From that moment on, the incipient collection - which was still
not looked upon as such - began to take shape. But it had no
home. Until 1947 it was displayed in the Bank's boardroom. Beside
it, the bust of Bolívar, a clear sign of the eagerness
to exalt two precise periods in the nation's history: the pre-Hispanic
past and the birth of the republic.
Afterwards, it was visiting diplomatic delegations who were
able to marvel at its beauty. Between 1947 and 1959, the obligatory
visit to view the pre-Hispanic marvels was a source of great
pride to bankers.
However, a question then began to be asked: why not show these
magnificent and hitherto unknown objects to Colombians as well?

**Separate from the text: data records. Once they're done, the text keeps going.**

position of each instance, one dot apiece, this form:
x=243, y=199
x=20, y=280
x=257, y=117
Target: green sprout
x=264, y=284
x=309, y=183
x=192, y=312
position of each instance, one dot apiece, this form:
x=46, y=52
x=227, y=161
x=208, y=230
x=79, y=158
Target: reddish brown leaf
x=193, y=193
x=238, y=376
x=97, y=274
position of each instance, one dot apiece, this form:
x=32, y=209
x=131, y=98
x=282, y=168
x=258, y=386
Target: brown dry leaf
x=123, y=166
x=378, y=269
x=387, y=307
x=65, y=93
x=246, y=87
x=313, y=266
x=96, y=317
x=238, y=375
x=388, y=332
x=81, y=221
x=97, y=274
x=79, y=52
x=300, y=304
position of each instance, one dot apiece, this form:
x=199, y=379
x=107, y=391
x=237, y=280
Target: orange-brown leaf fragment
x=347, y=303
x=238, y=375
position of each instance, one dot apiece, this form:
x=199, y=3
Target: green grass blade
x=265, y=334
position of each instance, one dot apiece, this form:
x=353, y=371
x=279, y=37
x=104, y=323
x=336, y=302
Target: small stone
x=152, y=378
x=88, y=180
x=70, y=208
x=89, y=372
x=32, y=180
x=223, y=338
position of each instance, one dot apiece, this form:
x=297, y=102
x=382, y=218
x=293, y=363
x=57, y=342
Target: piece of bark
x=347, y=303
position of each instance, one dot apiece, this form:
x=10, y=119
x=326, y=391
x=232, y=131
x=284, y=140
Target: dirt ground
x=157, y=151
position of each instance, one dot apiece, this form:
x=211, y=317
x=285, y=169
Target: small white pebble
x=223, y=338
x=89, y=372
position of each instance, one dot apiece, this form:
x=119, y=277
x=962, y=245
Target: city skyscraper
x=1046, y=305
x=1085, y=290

An exhibition room was accordingly set up from 1959 to 1968
in the basement of the Banco de la República's new building,
and the general public were allowed to view the objects. And
it was at this point that a whole new chapter started for the
museum.
"There was still no realisation that it was a museum.
That basement was an enormous corridor something like fifty
metres long, with showcases all along it, from which a number
of representative objects were hung in a purely decorative fashion
- complete with curtains behind them. There was some arrangement
by archaeological area, but people still did not know what a
museum was. Nor did we, either", recalls Germán
Samper, the architect who, with his firm Esguerra, Sáenz
& Samper, designed the building that has housed the Gold
Museum until now and which won the National Architecture Award
in 1970.
Therefore, when one floor in a projected new Bank building
was going to be set aside "so that the jewels could
be housed better", he knew that the basement idea could
not be repeated higher up, and that those objects were more
than jewels. Together with his partners, he sought the advice
- "secretly" - of Luis Duque Gómez,
who was Director of the Colombian Anthropology Institute at
the time. "This is our chance, the time to show the
country the riches of our past!", Duque Gómez
apparently exclaimed, and he recommended that they talk to the
people who were then designing the Mexican Museum of Anthropology.
These three men therefore set out, without knowing how to tell
the manager of the Banco de la República that what they
needed was not one floor but a whole building, because what
they were planning was a museum rather than a store for valuable
objects. A week was enough to convince them that they had to
establish a scientific museum, and that it was therefore essential
to form a scientific team that would study what the objects
had meant to the cultures that made them. There was a need to
rid gold of its decorative sense and understand that behind
it lay a vast context that was waiting to be investigated. Then,
they realised that specialist professionals were needed, people
who could translate those meanings into the way the objects
were to be arranged and displayed - museologists, in other words.
They were also clear that a museum's raison d'être is
to show things to the public, to stir up opinion, and above
all, to be useful and didactic.
A tremendous challenge, because it was one of the first purpose-built
museums, and with all that thought behind it. They went beyond
their call of duty as builders and created a concept. They saw
architecture as the ideal way to express and contain ideas about
the past.
That building, a perfect prism, became the symbol of modern
architecture in the country.
Four floors where the varied contexts and applied technologies
of the objects were displayed, a labyrinth of small rooms that
invited an intimate contemplation of the objects on display,
and one large room which brought all that splendour together
and exhibited it like a flash of light that dazzled because
of its very richness - the famous "Salón Dorado".
An effective experience, one that has brought the whole country
and millions of visitors from abroad together over a period
of thirty six years, around one single idea of identity.